Jack Whelan: Surviving Waldenström Macroglobulinemia Thanks to Research and Clinical Trials
I was diagnosed with Waldenström macroglobulinemia, a rare and incurable blood cancer, in 2007. After conventional treatments failed to improve my condition, I have been fortunate to have participated in five different clinical trials that have given me access to world-class care with novel cancer medicines that have allowed me to live a full and active life.
I learned recently that my disease has relapsed; however, I have faith that scientific advances will help me get through this challenge. In fact, as a result of such advances, the U.S. Food and Drug Administration (FDA) is currently reviewing a new targeted drug for the treatment of Waldenström, and others are under evaluation in clinical trials.
Shortly after my 58th birthday, I began to notice that my daily power walks from the train station to the office were becoming more difficult. My first thought was that I must be getting older, but I had also experienced a few nosebleeds and generally didn’t feel as strong as usual, so I scheduled an annual physical with my primary-care physician.
The regular battery of tests ordered by the doctor revealed high levels of protein in my blood, so he referred me to a hematologist-oncologist at my local hospital. After more tests, which included a bone marrow biopsy, I was diagnosed with Waldenström macroglobulinemia, also known as lymphoplasmacytic lymphoma. It is a rare type of non-Hodgkin lymphoma; only about 1500 people are diagnosed with it each year in the United States.
Because Waldenström is so rare, my local hematologist had never treated anyone with the disease. I asked her where she would choose to be treated if she were in my position, and she said an academic medical center. I chose the Dana-Farber Cancer Institute in Boston, which has a program for patients with Waldenström.

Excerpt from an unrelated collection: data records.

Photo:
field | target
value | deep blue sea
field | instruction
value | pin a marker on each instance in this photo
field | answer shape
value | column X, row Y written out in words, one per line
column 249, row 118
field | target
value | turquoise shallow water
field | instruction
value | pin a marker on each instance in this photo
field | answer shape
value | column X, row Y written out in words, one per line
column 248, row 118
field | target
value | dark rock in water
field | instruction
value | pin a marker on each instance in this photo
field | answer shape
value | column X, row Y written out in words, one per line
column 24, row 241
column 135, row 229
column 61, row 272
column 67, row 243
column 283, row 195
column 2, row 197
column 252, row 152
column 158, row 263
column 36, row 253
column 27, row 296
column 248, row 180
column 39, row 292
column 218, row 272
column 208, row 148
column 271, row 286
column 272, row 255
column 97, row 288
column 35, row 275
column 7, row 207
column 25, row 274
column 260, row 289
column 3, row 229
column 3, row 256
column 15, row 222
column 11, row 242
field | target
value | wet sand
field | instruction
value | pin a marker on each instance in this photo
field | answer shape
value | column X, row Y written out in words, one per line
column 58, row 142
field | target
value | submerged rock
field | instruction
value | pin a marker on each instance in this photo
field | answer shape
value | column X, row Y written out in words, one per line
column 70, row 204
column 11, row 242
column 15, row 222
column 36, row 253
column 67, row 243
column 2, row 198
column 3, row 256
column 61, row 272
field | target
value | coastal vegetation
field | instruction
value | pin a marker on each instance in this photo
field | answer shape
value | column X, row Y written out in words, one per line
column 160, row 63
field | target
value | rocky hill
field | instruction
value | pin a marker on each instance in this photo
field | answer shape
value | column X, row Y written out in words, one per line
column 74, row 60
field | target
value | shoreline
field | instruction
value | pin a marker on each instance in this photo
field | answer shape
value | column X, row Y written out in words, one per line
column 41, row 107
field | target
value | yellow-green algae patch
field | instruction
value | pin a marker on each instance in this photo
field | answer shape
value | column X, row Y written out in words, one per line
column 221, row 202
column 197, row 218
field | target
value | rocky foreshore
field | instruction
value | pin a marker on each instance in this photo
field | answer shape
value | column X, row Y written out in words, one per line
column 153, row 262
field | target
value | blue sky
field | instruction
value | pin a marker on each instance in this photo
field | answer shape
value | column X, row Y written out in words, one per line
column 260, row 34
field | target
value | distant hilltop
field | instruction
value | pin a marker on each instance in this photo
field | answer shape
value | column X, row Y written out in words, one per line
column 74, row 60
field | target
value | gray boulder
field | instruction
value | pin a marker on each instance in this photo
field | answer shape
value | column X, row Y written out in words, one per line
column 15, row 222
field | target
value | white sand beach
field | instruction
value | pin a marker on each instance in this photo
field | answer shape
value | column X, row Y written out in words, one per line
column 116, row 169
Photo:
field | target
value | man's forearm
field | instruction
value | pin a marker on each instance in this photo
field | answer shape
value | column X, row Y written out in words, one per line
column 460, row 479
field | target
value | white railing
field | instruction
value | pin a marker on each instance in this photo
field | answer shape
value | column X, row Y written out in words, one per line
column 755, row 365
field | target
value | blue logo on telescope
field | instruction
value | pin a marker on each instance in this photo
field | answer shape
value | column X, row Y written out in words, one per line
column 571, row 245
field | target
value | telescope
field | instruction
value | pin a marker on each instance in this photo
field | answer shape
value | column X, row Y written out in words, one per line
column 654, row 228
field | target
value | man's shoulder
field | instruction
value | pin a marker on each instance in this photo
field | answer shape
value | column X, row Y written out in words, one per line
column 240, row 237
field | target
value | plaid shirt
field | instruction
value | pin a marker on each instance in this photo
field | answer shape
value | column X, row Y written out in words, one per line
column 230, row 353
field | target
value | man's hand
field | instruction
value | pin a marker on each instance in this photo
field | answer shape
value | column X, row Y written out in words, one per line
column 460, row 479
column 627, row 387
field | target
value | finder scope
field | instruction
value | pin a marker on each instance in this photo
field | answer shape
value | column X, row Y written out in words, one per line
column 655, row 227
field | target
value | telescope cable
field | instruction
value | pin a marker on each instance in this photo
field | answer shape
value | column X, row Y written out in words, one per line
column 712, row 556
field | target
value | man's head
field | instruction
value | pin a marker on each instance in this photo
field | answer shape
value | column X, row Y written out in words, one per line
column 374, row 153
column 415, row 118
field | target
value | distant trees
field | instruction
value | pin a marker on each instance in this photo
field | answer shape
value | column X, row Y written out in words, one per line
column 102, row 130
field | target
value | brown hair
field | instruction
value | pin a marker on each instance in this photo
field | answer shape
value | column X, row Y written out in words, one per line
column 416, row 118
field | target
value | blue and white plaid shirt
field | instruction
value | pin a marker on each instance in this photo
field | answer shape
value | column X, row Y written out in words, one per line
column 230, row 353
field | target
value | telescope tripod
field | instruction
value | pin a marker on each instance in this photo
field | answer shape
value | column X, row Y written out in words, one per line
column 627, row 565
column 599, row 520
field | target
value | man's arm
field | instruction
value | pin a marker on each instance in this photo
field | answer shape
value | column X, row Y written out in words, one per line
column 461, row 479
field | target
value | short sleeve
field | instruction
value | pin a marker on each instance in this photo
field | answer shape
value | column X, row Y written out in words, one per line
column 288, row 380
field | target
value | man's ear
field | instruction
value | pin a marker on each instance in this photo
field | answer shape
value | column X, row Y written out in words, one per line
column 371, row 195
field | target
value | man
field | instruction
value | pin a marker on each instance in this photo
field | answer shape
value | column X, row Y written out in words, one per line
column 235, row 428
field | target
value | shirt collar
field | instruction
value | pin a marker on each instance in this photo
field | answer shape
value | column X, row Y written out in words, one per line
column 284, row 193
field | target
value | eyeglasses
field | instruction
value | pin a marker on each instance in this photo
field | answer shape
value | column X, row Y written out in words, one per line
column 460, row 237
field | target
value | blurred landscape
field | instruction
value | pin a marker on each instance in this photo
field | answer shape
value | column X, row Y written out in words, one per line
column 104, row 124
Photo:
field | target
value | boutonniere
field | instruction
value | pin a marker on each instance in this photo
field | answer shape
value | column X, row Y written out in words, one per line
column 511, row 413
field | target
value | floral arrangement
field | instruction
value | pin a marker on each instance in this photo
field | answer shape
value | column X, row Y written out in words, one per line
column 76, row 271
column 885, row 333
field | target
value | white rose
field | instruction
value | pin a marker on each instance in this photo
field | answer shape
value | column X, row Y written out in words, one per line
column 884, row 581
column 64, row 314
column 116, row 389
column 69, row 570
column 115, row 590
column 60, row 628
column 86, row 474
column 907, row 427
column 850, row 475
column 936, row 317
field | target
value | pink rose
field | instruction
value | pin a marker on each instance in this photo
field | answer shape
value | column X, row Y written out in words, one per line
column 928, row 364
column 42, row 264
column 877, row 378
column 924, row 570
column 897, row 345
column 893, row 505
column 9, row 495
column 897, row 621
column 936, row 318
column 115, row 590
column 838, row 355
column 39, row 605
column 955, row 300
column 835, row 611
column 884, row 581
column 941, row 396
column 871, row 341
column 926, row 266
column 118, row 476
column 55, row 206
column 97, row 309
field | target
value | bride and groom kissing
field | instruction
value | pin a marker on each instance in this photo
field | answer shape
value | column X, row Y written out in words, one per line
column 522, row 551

It has been one of my best decisions ever: My medical team there has been absolutely amazing.
Patients with Waldenström who are not experiencing symptoms are often not treated immediately. However, as my disease was already symptomatic, I began treatment right away. Because there are no FDA-approved treatments for Waldenström, my doctors borrowed from the approved treatment arsenal for other types of lymphomas and leukemias. I started with plasmapheresis, a blood-filtering process designed to lower levels of the protein IgM [immunoglobulin M] in my blood (the abnormally high blood levels of IgM cause many of the symptoms of Waldenström, including the nosebleeds I was experiencing), and weekly infusions of a therapy called rituximab (Rituxan).
Unfortunately, my disease did not respond to these treatments – my blood IgM levels remained high and my bone marrow was still overrun with cancer cells. After researching my options, I decided that rather than pursue further traditional chemotherapies, I wanted to try more targeted therapies, which seemed to be safer and cause fewer toxic side effects. The only way to do this was through clinical trials. Being cared for at Dana-Farber, by oncologists who focus on research and who treat Waldenström patients, gave me this opportunity.
I participated in four early-phase clinical trials. The first three had only modest effects on my disease. However, the drug that I received through the fourth trial, panobinostat, worked beautifully – my blood IgM levels came down dramatically, and although my blood chemistry biomarkers never reached normal levels, they were stable. In November 2012, after 18 months on the trial, I had to stop taking panobinostat because it became too toxic for my body. My blood pressure skyrocketed, and the headaches I had been experiencing became intolerable.
My disease remained stable for 10 months, even with no treatment, but at the end of March (2014), I discovered that my disease had relapsed. Since this time, I have begun yet another clinical trial, a combination targeted therapy of carfilzomib, rituximab, and dexamethasone; although still early, we’re seeing an initial response that is very good.
My diagnosis led me to make some pretty compelling changes in my life. I retired from my work as an IT research analyst at an institutional investment firm and became involved in advocating for a different, more important, kind of research – cancer research.
I have confidence that the scientific advances made by cancer researchers will continue to increase the number of safer, more effective options for patients, including those with Waldenström. But unless more patients participate in clinical trials, these options might not become a reality for everyone. Given that my continued well-being owes so much to my participation in clinical trials, I have become a passionate advocate for them; it is vital that we educate everyone about their importance and dispel the myths and misconceptions surrounding them. They offer an unparalleled level of care.
The AACR was saddened to learn that Jack Whelan passed away on November 16, 2017. We are deeply grateful to Jack for sharing his experience with cancer in the AACR Cancer Progress Report 2014 and for his tireless efforts to support patients and caregivers and to advocate for increased funding for cancer research. We offer heartfelt condolences to his family and friends.